IPN will not be happening within a browser at all. PayPal’s server sends the data to a listener script on your server (our plugin), which then triggers the hooks you might have setup.
There won’t be any CSS or anything like that involved. You’ll just be building PHP code to process the PayPal transaction data passed by IPN however you need to.
Thanks for the reply 🙂 So here is what I want to do. Is it possible?
-I have two divs on every post. Div A, id=”sold”, contains the word “sold” and has inline CSS style display: none;
-Div B, id=”buy_now”, contains the PayPal buy now button and the price “$45.00” as text. It has inline CSS style display: initial;
-The WordPress post_id is sent to PayPal in the button parameters as item_number.
When the IPN is returned with status complete, I want to find post_id (which is PayPal item_number) and change the display of Div A and Div B in that post.
Div A will become display: none;.
Div B will become display: block;
Make sense? After the sale is complete, the PayPal button disappears and the word “sold” becomes visible.

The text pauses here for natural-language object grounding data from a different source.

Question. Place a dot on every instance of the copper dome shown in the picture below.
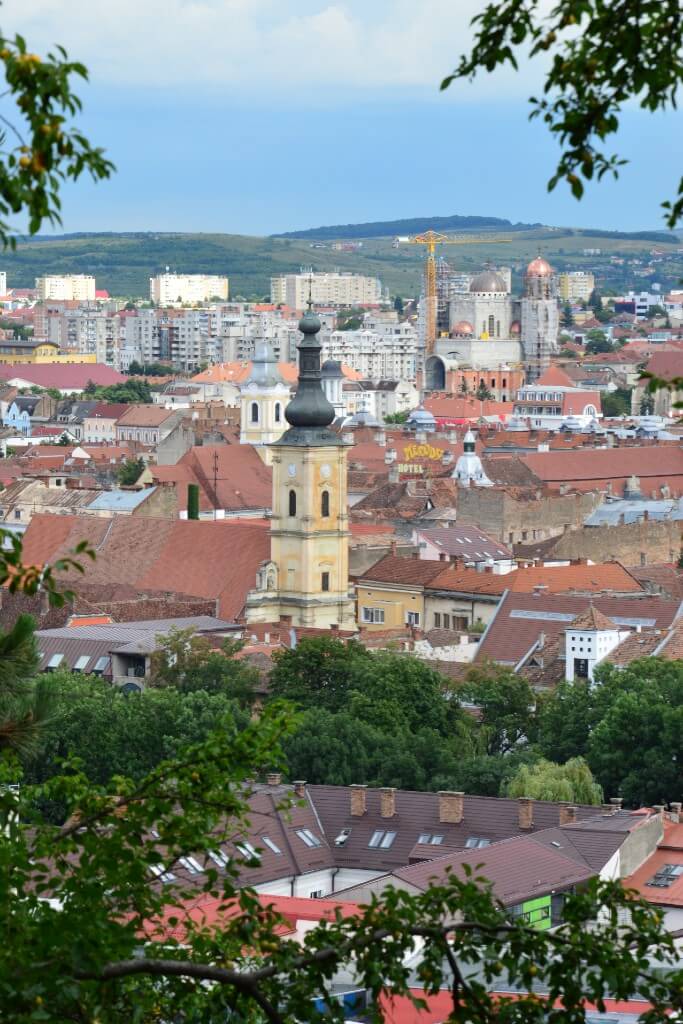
(539, 267)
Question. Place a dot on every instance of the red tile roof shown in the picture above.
(216, 560)
(72, 375)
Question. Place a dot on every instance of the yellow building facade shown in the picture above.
(14, 350)
(306, 578)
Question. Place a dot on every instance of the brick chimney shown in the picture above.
(451, 807)
(525, 812)
(358, 800)
(567, 814)
(387, 802)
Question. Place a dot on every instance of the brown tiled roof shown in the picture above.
(144, 416)
(408, 571)
(203, 559)
(520, 619)
(242, 480)
(484, 817)
(518, 869)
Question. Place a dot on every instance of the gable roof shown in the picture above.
(215, 560)
(520, 619)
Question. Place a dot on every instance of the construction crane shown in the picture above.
(431, 240)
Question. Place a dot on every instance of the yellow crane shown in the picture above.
(431, 240)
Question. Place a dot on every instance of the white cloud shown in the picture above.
(263, 46)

(I sell my paintings one at a time at auction on my site. I still want the painting displayed after it is sold. It just needs to say “sold”.)

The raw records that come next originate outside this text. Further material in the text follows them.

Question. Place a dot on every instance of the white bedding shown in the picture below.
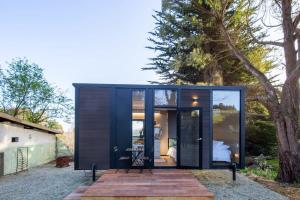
(172, 153)
(221, 151)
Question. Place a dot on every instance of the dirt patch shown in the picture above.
(285, 189)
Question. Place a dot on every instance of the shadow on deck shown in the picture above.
(157, 184)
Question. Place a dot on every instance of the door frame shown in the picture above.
(179, 138)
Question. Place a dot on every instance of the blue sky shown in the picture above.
(80, 41)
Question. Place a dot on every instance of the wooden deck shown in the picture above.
(159, 184)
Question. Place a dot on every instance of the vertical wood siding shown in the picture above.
(92, 127)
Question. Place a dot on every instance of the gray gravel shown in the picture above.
(50, 183)
(220, 182)
(42, 183)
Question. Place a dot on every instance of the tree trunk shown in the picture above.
(213, 74)
(289, 170)
(286, 121)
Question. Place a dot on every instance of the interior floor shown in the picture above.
(165, 161)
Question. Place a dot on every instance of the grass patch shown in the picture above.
(269, 173)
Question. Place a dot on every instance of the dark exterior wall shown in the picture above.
(122, 127)
(204, 101)
(92, 127)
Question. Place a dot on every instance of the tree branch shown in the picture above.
(274, 43)
(294, 75)
(248, 65)
(296, 20)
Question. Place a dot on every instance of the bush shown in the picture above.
(261, 138)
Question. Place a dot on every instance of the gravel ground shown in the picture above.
(42, 183)
(50, 183)
(220, 182)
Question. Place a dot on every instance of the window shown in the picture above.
(226, 126)
(15, 139)
(165, 98)
(138, 121)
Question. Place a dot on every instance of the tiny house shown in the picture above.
(158, 126)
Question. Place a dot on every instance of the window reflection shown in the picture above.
(138, 120)
(226, 126)
(165, 98)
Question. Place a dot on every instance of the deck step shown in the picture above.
(156, 185)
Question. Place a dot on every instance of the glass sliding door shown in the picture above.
(190, 138)
(226, 127)
(138, 127)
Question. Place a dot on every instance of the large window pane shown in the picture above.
(138, 121)
(165, 98)
(226, 126)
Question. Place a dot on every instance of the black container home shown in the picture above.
(158, 126)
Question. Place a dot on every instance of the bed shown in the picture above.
(221, 151)
(172, 152)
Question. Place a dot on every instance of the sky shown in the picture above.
(91, 41)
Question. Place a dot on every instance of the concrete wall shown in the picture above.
(41, 146)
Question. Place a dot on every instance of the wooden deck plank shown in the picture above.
(161, 184)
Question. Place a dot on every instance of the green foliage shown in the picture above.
(261, 138)
(25, 93)
(190, 47)
(269, 172)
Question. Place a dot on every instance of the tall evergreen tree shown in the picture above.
(190, 49)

Is this possible? If so, can you tell me how to do it? I’m not asking for code. I Just don’t understand programmatically what needs to happen 🙂 I can figure out the code once I know what the code needs to do.
Thanks!
James
You should add a meta data field to the product data called something like “status” and it could default to something like “available”.
Build your post styles based on this meta data value, so if the product is available it would display your divs that way, and if the status is sold it would display that way.
Within the IPN function you build you can update the meta data from available to sold.